Request By:
Mr. Steve Colthurst, President
Kentucky Feed & Grain Association
Post Office Box 215
Midway, Kentucky 40347
Opinion
Opinion By: Steven L. Beshear, Attorney General; Joseph R. Johnson, Assistant Attorney General
In your recent letter to the Attorney General, you asked for an interpretation of 601 KAR 1:090 § 1(3). Specifically, this regulation exempts "feed, both in bulk and in bags" from the irregular route common carrier certificate requirement. Your question is whether all feed ingredients are all really feed and therefore fall into the exempted commodity category. The answer is a qualified yes.
It has been held that antibodies and harmones which are given to poultry, function not as feed but as catalysts to assist in the assimilation of feed.
Lupman Poultry Company v. Johnson, Me., 138 A.2d 631 (1958). The term "feed" is generally used to designate a mixture or preparation used for feeding livestock or a processed food.
Diemar v. Putnam County Farmers Mutual Insurance Company, Ohio, 79 N.E.2d 370 (1947).

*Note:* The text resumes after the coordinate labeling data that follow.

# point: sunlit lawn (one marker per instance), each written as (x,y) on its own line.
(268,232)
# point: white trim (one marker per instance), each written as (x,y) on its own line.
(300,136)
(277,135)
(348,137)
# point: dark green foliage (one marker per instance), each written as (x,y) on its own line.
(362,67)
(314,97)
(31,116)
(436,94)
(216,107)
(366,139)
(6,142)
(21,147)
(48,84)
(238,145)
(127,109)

The Kentucky Department of Transportation has interpreted the term "feed" not to include a feed ingredient which is not in itself suitable for consumption. Inferentially, we can conclude that a feed ingredient which is in itself suitable for consumption by the animal would fall into the exempt category. We are unable to find a conflict between the Kentucky Department of Transportation interpretation and that of the Interstate Commerce Commission which would exempt "any substance which can be fed to the animal and whose purpose is the nutrition or other welfare of the beast."
In conclusion, this office is of the opinion that any processed feed or feed ingredient which in and of itself is suitable for consumption by the animal and is conducive to the nutrition of the animal is exempt pursuant to the above regulation.